Compared with the prior art, the invention has the beneficial effects that:
the embodiment of the invention provides a method for propagating sporophyte of pyrrosia petiolata, which comprises the steps of inoculating sterile pyrrosia petiolata spores into a germination culture medium without adding cane sugar for germination, transferring the culture medium to a proliferation culture medium for proliferation, and then obtaining pyrrosia petiolata sporophyte through seedling exercising treatment and illumination induction. By adopting the method, a large amount of prothallium materials can be obtained, and the spore germination rate is 100%; two stages of subculture and rooting culture of sporophytes are not needed in the culture process, the induction period of the sporophytes is shortened, and only 60 days are needed from spore germination to juvenile sporophyte formation; moreover, the induction rate of the sporophyte is improved and reaches up to 85 percent; the pyrrosia peduncularis plant can be quickly obtained, the transplanting survival rate of the juvenile sporophytes is 100%, theoretical and technical support is provided for industrial seedling raising, the problem that the conventional pyrrosia peduncularis propagation method is mostly based on plant division propagation and has a long culture period is solved, and the pyrrosia peduncularis propagation method has a wide market prospect.
Drawings
FIG. 1 is a schematic diagram of Podostigma longituba spore germination in example 1.
FIG. 2 is a schematic diagram showing the proliferation of Podostigma longituba prothallium in example 1.
FIG. 3 is a schematic diagram showing the induction of the sporophyte of pyrrosia petiolata in example 1.
FIG. 4 is a schematic diagram showing the transplantation of the sporophytes of pyrrosia petiolata in example 1.
Detailed Description
The invention is described in further detail below with reference to the figures and specific examples. The following examples will assist those skilled in the art in further understanding the invention, but are not intended to limit the invention in any way. It should be noted that variations and modifications can be made by persons skilled in the art without departing from the spirit of the invention. All falling within the scope of the present invention.
Example 1
A sporophyte propagation method of pyrrosia petiolata comprises the following steps:
(1) selection and disinfection of pyrrosia pedunculata spores
Collecting mature sporophylls with full and robust sporangiums in Anshun city of Guizhou in 2018 for 10 months, slightly sweeping impurities on the surfaces of the sporophylls off by using a brush, collecting the sporophylls, filling the sporophylls into a sulfuric acid paper bag, and storing the sporophylls in a refrigerator at 4 ℃ for later use; sterilizing sporophyll on a clean bench, soaking in 70% ethanol for 30s, washing in sterile water for 3 times, and adding 0.1 wt% HgCl2Soaking in the solution for 8min, and washing with sterile water for 5 times; the surface water of the spore leaf is firstly absorbed by sterile filter paper, and then the spore powder is gently scraped off from the spore leaf by a sterile scalpel, so as to obtain the sterilized explant material.

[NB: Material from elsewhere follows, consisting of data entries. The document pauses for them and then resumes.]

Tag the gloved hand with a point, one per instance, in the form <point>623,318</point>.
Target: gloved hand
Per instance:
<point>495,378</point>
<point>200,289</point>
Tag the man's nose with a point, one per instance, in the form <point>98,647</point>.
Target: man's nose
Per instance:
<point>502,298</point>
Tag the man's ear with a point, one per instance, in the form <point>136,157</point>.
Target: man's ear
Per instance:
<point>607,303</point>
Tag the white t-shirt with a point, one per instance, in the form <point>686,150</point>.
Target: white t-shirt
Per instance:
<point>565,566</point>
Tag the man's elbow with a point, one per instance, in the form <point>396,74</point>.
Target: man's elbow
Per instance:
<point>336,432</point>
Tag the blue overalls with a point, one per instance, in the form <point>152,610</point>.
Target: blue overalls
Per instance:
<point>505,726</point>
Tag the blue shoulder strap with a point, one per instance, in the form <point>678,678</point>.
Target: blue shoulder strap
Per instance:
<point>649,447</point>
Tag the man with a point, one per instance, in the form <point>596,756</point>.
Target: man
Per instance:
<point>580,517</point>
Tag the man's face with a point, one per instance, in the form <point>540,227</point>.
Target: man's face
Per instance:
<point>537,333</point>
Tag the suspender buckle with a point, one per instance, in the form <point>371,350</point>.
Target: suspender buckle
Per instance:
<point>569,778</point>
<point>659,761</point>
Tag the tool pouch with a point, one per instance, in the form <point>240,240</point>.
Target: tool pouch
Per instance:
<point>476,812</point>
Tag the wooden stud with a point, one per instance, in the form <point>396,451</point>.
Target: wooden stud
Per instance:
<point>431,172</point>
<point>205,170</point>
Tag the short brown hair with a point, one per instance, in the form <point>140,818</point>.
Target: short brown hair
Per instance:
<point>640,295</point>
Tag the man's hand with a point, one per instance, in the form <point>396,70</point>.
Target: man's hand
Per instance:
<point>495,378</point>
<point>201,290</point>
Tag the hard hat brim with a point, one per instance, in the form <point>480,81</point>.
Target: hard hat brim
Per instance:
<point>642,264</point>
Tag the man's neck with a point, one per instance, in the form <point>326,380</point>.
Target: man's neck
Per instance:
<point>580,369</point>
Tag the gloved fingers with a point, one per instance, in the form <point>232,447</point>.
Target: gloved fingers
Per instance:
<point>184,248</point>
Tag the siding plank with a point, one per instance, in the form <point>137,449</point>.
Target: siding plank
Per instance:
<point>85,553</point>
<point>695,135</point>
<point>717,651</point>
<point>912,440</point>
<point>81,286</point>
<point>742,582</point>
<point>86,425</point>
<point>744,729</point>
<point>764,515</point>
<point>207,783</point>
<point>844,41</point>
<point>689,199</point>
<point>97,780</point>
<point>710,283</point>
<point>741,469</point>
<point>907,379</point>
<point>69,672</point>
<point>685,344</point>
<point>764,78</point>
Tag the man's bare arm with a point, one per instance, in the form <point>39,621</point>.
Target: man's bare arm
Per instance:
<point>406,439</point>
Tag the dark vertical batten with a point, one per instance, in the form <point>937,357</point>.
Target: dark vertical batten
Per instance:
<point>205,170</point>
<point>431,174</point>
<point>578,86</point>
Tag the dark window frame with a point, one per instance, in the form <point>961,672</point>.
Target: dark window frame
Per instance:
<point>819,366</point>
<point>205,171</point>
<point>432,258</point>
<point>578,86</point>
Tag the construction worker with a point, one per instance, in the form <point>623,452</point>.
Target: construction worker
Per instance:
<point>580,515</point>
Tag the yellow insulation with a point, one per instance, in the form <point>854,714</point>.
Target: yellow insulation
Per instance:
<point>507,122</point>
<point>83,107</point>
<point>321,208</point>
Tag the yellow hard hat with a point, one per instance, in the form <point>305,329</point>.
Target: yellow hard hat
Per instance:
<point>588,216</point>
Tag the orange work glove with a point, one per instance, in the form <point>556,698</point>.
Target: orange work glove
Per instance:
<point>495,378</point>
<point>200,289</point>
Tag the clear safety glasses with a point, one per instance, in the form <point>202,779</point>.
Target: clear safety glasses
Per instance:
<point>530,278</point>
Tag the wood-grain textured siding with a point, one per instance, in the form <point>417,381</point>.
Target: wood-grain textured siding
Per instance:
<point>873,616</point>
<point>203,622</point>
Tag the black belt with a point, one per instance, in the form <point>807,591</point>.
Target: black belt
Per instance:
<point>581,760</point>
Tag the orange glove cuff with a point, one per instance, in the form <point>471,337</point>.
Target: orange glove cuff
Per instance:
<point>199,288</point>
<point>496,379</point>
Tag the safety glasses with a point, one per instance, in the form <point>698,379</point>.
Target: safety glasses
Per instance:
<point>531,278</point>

(2) Pyrrosia peduncularis spore germination culture
Inoculating the sterilized explant material into a germination culture medium prepared by adding agar 6g/L (namely adding 6g of agar per liter of culture medium) into 1/8MS culture medium for pyrrosia petiolata spore germination to obtain a flaky proleaf body, wherein the germination culture medium is not added with sucrose and has a pH value of 5.8. The culture temperature of germination is 25 ℃, the illumination intensity is 1000-. And inoculating 5 bottles of seeds for each germination culture, repeating for 3 times, and observing and recording the germination condition of the spores. Germination time refers to the time when small green spots appear on the medium, and specific germination results are shown in table 1.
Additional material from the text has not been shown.